Concetto di legittimazione: concetto difficile da definire perché sotto l’espressione legittimazione sono ricondotte molte figure che rappresentano fenomeni diversi nella natura seppure simili nella struttura. Possiamo solo dire che si parla di legittimazione quando si vuol indicare che un soggetto è l’effettivo titolare (legittimazione attiva) di un potere o di una facoltà; o destinatario (legittimazione passiva) di un atto di esercizio di quel potere o facoltà.
Per distinguere la legittimazione dalla capacità di agire, noteremo che mentre questa è ancora un’attribuzione generica dell’idoneità ad usare di poteri giuridici, la legittimazione indica l’esistenza di una particolare attribuzione ad un soggetto di un determinato potere.
Così si dice che legittimato (attivo) ad accettare le dimissione volontarie di un impiegato è l’ente da cui questo dipende. Ciò significa che tutti gli enti possono avere quella capacità giuridica ma solo l’ente coinvolto nel caso concreto ha la relativa legittimazione.
In realtà la capacità di agire appartiene al soggetto in linea astratta e cioè rispetto a tutti i possibili casi di uguale valore, mentre la legittimazione concerne il singolo caso ed è quindi la capacità di agire nel caso concreto.

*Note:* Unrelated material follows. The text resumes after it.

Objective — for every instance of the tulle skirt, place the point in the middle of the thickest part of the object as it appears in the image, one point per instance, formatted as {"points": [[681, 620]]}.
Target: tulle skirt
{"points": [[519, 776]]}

Questo concetto di legittimazione si applica anche nel suo aspetto negativo. Spesso infatti la legge esclude che un soggetti possa essere legittimato all’esercizio di un potere o possa essere destinatario di un certo atto giuridico. Nel primo caso si parla di ineleggibilità e incompatibilità del soggetto. Nel secondo caso di parla di esenzione del soggetto: si pensi ai casi di esenzione dall’obbligo del servizio militare.